NDC On July 25, 1956, appellants filed against appellees in the Court of First Instance of Manila a complaint praying for a 20% Christmas bonus for the years 1954 and 1955. The court a quo on appellees' motion to dismiss dismissed the petition. A motion for reconsideration of the afore-quoted order was denied. Hence this appeal. Issue: Appellants contend that there exists a cause of action in their complaint because their claim rests on moral grounds or what in brief is defined by law as a natural obligation. HELD: 1. NATURAL OBLIGATIONS; ELEMENT OF; VOLUNTARY FULFILLMENT; WHEN RETENTION CAN BE ORDERED. An element of natural obligation before it can be cognizable by the court is voluntary fulfillment by the obligor. Retention can be ordered only after there has been voluntary performance. 2. ID.; BONUS NOT DEMANDABLE AND ENFORCEABLE; EXCEPTION. A bonus is not a demandable and enforceable obligation, except when it is made a part of the wage or salary compensation. (Philippine Education Co. vs.
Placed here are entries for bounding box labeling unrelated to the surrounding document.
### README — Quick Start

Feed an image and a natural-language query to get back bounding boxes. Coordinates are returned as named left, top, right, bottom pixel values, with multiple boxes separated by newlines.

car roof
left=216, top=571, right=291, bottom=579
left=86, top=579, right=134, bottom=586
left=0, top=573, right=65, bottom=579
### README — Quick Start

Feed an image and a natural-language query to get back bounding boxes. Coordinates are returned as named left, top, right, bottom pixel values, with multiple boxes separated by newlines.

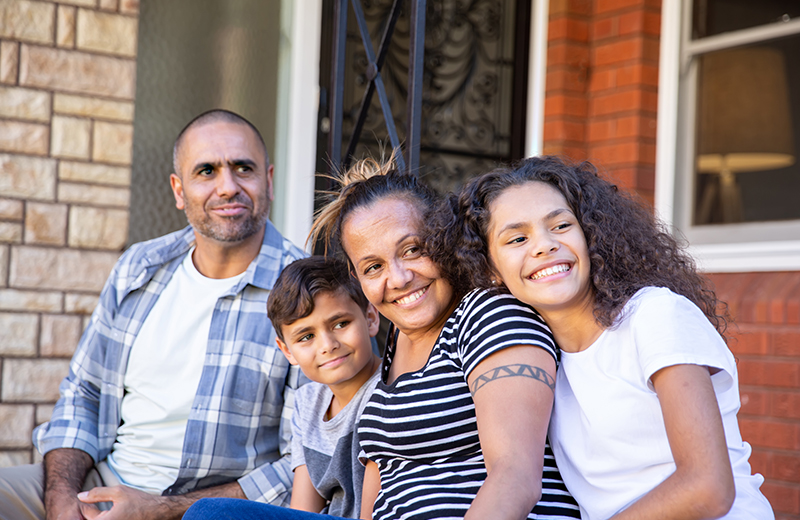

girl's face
left=342, top=198, right=455, bottom=335
left=487, top=181, right=593, bottom=318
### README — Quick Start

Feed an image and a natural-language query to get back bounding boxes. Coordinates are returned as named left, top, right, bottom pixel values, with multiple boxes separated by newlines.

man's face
left=170, top=121, right=272, bottom=243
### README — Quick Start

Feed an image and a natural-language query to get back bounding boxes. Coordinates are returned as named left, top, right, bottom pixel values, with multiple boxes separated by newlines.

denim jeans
left=183, top=498, right=354, bottom=520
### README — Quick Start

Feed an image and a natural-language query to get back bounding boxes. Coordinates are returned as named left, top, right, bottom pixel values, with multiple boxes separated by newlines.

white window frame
left=655, top=0, right=800, bottom=272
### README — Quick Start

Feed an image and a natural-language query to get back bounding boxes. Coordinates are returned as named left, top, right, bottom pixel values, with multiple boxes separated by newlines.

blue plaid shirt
left=33, top=222, right=305, bottom=505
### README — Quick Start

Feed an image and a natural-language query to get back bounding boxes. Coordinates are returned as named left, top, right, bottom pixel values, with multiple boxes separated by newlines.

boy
left=267, top=256, right=381, bottom=518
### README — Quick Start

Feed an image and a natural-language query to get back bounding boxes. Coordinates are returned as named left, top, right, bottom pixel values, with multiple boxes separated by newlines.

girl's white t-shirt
left=108, top=248, right=244, bottom=495
left=550, top=287, right=774, bottom=520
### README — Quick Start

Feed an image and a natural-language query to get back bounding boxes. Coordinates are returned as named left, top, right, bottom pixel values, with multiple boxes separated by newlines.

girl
left=438, top=157, right=774, bottom=520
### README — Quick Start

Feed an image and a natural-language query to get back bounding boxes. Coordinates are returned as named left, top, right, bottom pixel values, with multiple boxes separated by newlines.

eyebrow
left=192, top=159, right=258, bottom=172
left=288, top=312, right=352, bottom=339
left=496, top=208, right=572, bottom=236
left=355, top=233, right=417, bottom=266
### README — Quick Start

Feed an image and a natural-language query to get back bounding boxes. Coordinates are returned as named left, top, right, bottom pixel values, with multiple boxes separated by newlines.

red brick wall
left=544, top=0, right=800, bottom=520
left=544, top=0, right=661, bottom=205
left=711, top=272, right=800, bottom=520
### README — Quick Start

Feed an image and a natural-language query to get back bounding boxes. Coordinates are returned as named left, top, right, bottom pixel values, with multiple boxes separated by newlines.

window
left=656, top=0, right=800, bottom=271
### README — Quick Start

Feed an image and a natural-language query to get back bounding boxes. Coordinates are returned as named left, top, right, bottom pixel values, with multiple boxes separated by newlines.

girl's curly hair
left=425, top=156, right=728, bottom=337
CIR and the Union of Philippine Education Co. Employees (NLU), 92 Phil., 381; 48 Off. Gaz. 5278.) Hence, the grant thereof does not generally constitute a natural obligation on the part of the company. Since appellants admit that appellees are not under legal obligation to give such claimed bonus; that the grant arises only from a moral obligation or the natural obligation that they discussed in their brief, this Court feels it urgent to reproduce at this point, the definition and meaning of natural obligation. Article 1423 of the New Civil Code classifies obligations into civil or natural. "Civil obligations are a right of action to compel their performance. Natural obligations, not being based on positive law but on equity and natural law, do not grant a right of action to enforce their performance, but after voluntary fulfillment by the obligor, they authorize the retention of what has been delivered or rendered by reason thereof" It is thus readily seen that an element of natural obligation before it can be cognizable by the court is voluntary fulfillment by the obligor. Certainly retention can be ordered but only after there has been voluntary performance. But here there has been no voluntary performance. In fact, the court cannot order the performance. At this point, we would like to reiterate what we said in the case of Philippine Education Co. vs. CIR and the

Union of Philippine Education Co., Employees (NUL) (92 Phil., 381; 48 Off. Gaz., 5278) "From the legal point of view a bonus is not a demandable and enforceable obligation. It is so when it is made a part of the wage or salary compensation." And while it is true that the subsequent case of H. E. Heacock vs. National Labor Union, et al., 95 Phil., 553; 50 Off. Gaz., 4253, we stated that:. "Even if a bonus is not demandable for not forming part of the wage, salary or compensation of an employee, the same may nevertheless, be granted on equitable consideration as when it was given in the past, though withheld in succeeding two years from low salaried employees due to salary increases." still the facts in said Heacock case are not the same as in the instant one, and hence the ruling applied in said case cannot be considered in the present action. Premises considered, the order appealed from is hereby affirmed, without pronouncement as to costs.